Sharing of crime-fighting data ‘slower and clunky’ under Brexit deal, former national security adviser warns

Sharing of crime-fighting data ‘slower and clunky’ under Brexit deal, former national security adviser warns

The sharing of vital crime-fighting data will be “slower and more clunky” under Boris Johnson’s Brexit deal, a former national security adviser has warned.

And even the limited agreement reached with the EU will be ripped up if the UK ever pulls out of the European Convention on Human Rights (ECHR), the full document reveals.

Peter Ricketts, the security chief under David Cameron, said the deal was “better than I had feared”, allowing the exchange of fingerprintsDNA and vehicle registration data to continue.

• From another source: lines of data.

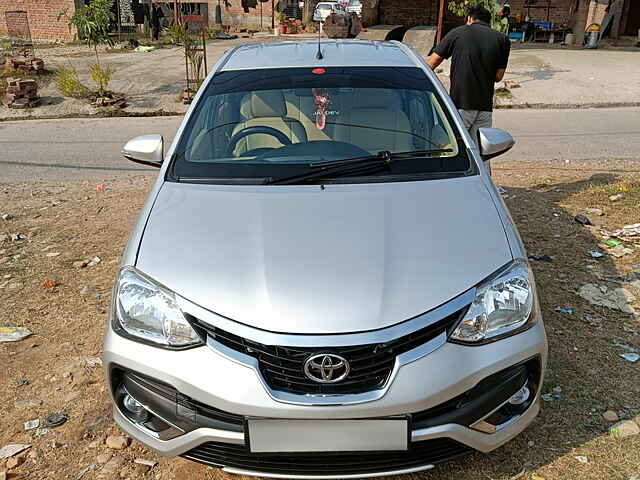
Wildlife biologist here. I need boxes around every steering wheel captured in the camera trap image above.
[226,125,292,157]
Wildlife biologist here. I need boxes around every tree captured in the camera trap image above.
[59,0,113,96]
[448,0,509,33]
[69,0,113,71]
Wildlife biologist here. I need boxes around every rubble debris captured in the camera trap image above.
[605,245,633,258]
[529,255,553,262]
[24,418,40,430]
[4,78,40,108]
[573,213,593,225]
[578,283,636,314]
[0,443,31,460]
[13,397,42,410]
[44,413,69,428]
[618,353,640,363]
[602,410,618,423]
[556,307,573,315]
[584,208,604,217]
[99,456,126,478]
[0,325,33,342]
[80,357,102,367]
[87,257,101,267]
[104,435,131,450]
[6,457,24,470]
[76,463,98,480]
[609,420,640,440]
[133,458,158,468]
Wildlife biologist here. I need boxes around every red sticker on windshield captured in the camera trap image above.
[312,88,331,130]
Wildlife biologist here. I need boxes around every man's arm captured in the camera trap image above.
[427,52,444,70]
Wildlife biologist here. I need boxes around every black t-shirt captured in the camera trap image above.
[434,22,511,112]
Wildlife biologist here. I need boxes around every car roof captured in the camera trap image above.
[221,39,420,71]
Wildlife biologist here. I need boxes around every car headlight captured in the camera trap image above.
[449,260,537,344]
[113,267,202,349]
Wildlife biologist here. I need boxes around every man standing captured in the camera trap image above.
[427,5,511,158]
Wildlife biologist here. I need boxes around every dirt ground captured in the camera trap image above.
[0,162,640,480]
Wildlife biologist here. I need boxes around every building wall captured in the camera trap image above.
[0,0,75,40]
[379,0,438,26]
[511,0,575,26]
[219,0,278,29]
[587,0,609,25]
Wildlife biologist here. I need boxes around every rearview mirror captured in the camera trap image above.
[121,134,164,167]
[478,128,516,160]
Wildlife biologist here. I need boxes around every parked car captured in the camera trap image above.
[103,40,547,478]
[346,0,362,16]
[313,2,346,22]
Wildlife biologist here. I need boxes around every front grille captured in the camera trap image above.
[182,438,473,476]
[189,310,462,395]
[126,371,244,432]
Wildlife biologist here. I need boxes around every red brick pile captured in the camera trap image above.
[4,78,40,108]
[4,57,44,73]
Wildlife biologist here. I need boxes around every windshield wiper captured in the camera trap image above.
[265,148,453,185]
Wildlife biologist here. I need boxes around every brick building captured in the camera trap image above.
[0,0,640,40]
[0,0,76,40]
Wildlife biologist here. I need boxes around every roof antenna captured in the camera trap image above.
[316,20,324,60]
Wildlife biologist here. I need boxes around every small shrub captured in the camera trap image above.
[89,63,113,95]
[167,23,189,45]
[56,67,91,98]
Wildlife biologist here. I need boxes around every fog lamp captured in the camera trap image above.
[122,393,149,423]
[509,385,531,405]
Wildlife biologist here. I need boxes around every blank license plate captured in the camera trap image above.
[247,418,409,453]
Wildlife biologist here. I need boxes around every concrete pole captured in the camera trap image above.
[574,0,591,46]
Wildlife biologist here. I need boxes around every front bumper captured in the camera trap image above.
[103,316,547,472]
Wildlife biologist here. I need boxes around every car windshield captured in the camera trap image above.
[167,67,473,183]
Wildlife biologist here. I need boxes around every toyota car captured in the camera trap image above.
[104,40,547,479]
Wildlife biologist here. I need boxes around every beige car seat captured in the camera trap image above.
[327,88,415,152]
[233,90,307,156]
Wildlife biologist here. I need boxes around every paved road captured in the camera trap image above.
[0,108,640,183]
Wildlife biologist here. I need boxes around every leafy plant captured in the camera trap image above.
[448,0,509,33]
[167,23,189,45]
[89,63,113,93]
[58,0,113,95]
[187,49,204,87]
[56,67,90,98]
[205,25,222,40]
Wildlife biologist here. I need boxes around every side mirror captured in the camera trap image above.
[478,128,516,160]
[121,134,164,168]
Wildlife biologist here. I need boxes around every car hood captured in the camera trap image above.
[136,176,511,334]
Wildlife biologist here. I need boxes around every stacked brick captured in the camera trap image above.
[0,0,75,40]
[4,57,44,73]
[4,78,40,108]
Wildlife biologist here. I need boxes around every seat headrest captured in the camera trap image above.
[240,90,287,119]
[353,88,399,109]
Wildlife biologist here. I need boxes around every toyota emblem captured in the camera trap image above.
[304,353,351,383]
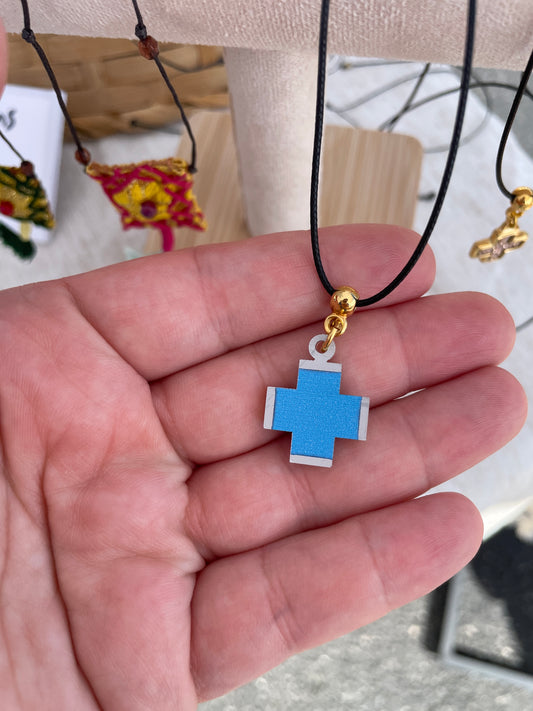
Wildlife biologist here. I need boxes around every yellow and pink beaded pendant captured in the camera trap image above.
[86,158,207,251]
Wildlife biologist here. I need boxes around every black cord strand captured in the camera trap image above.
[20,0,85,153]
[496,45,533,200]
[310,0,476,306]
[20,0,197,173]
[0,131,24,163]
[131,0,197,173]
[310,0,335,294]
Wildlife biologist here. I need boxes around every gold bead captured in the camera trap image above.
[513,187,533,212]
[329,286,359,316]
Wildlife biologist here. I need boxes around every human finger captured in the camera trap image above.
[65,225,434,380]
[187,367,527,560]
[191,494,482,700]
[152,293,515,463]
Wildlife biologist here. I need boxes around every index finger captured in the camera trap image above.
[65,225,434,380]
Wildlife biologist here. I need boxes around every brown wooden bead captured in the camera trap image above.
[20,160,35,178]
[139,35,159,59]
[74,148,91,165]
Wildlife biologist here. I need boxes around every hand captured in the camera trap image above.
[0,226,525,711]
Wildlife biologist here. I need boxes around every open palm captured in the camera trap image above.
[0,226,525,711]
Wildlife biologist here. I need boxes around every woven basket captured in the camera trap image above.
[8,35,229,138]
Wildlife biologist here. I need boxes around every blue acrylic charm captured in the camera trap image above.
[264,334,369,467]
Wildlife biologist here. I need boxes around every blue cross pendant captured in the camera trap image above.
[264,334,369,467]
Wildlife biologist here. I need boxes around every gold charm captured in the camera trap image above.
[470,188,533,262]
[322,286,359,353]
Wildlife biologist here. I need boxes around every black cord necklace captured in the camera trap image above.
[470,51,533,262]
[310,0,476,306]
[20,0,207,251]
[264,0,476,467]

But he warned: “Cooperation will be still be slower/more clunky than now” – raising the alarm over the loss of real-time access to the European Criminal Records Information System (ECRIS).

Similarly, the UK will be shut out of the SIS II database, which raises alerts over suspected terrorists and organised criminals, having to rely on slower information-sharing after requests.

The UK will also lose the ability to initiate joint investigations through Europol and Eurojust – regressing to “a more arms-length role in these two bodies where UK has been a leader”, Lord Ricketts said.

And, with the loss of the European Arrest Warrant, EU states will no longer have to extradite their nationals to the UK, although they will be obliged to investigate suspects domestically.

Lord Ricketts, who chairs the Lord committee which has been investigating the loss of capability, said: “It all depends on the Commission making a positive data adequacy ruling within 4-month window.

“And all this cooperation can be suspended if UK fails to respect fundamental rights as set out in the ECHR.”